Shifting the focus of the world’s media
PyeongChang 2018 will be my third Olympic Winter Games, and the trend I have seen since Vancouver in the build-up to both the Summer and Winter Games is media coverage straying from the athletes or Olympic values, which are what I believe make the Games society’s greatest event. Rather, the focus in the media is on the cost of running the Olympic Games, security and political threats, and scandals within host nations and past host nations.
This should not be construed to say that I don’t believe these issues shouldn’t be covered. They should. And changes do need to be made surrounding costs, security, and physical and mechanical doping. But those topics should not be the primary focus in the media. The media’s focus needs to remain on the values of Olympism, on athletes who are true role models in society, and on the role of sports in improving humankind.
We need to highlight our true heroes. People who make all of the correct sacrifices. Those athletes who don’t take shortcuts to achieve their goals, and who compete through determination, perseverance and consistency to attain what people may see as impossible.
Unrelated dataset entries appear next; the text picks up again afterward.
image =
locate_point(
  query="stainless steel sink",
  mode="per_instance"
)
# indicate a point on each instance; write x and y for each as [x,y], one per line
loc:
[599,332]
We need to be showing our youth the heroes of the Olympic Games, and not the negative and easily sensationalised aspects of humanity.
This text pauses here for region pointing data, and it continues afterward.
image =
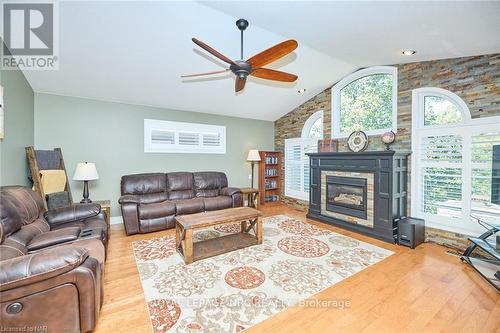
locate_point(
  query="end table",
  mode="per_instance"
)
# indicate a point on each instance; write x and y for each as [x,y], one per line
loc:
[105,207]
[252,195]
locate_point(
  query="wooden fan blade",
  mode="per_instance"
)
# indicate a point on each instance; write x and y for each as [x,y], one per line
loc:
[213,51]
[271,74]
[273,53]
[208,73]
[239,84]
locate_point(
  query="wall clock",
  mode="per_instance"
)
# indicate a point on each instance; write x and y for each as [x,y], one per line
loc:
[357,141]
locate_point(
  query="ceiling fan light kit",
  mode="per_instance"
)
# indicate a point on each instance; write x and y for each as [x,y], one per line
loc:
[253,66]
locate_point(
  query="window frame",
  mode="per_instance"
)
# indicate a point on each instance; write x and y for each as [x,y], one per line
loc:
[304,140]
[335,101]
[183,127]
[467,129]
[309,124]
For instance, while tuning in to NBC’s coverage of Rio 2016, I expected to watch Ashton Eaton, the greatest athlete in the world, as he fought his way to Olympic glory – but our society thought it was more important to showcase Ryan Lochte’s apology over an incident resulting from not adhering to the philosophy of Olympism. Instead of showing a true Olympic athlete competing in a non-flashy discipline such as decathlon, negativity and media ratings ruled.
Celebrating the athletes
Where else does the world come together to support, enjoy and praise the hard work of amateur athletes? Let us talk about the struggle that these athletes face when it comes to supporting and realising their dream. When kids are small they have aspirations to become an astronaut, president of their county, or even an Olympian. The reason that kids want to become an astronaut, president or Olympian is because they see these heroes on television and in the media.
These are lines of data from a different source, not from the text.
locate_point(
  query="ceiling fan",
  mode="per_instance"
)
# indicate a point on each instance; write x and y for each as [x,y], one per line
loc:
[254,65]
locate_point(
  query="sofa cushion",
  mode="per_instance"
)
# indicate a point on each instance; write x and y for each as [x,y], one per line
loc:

As amateur athletes who, for the most part, do not receive the coverage that professional athletes enjoy, the Olympic Games represent our opportunity to show integrity, determination and the sacrifices that we have made to pursue our passion and our sport. This is the opportunity to highlight true role models for society; to focus on how we can find a common theme through sports, so that we can connect with other people from around the world; and to demonstrate how a community of people from such different backgrounds can find friendship and understanding.
The Olympic Movement, in my opinion, is the only one that brings the entire world together in a harmonious expression of human nature. We are all different in terms of language, ethnicity and culture, and the beauty of the Olympic Games is that our societal differences do not matter.
We need to refocus the narrative surrounding the Olympic Games onto the ideals of Olympism, the meaning of the five rings, athletic heroism and positive societal role models.
Sports can, do, and will change the world. How we cover and celebrate the Olympic Games is the beginning of that process.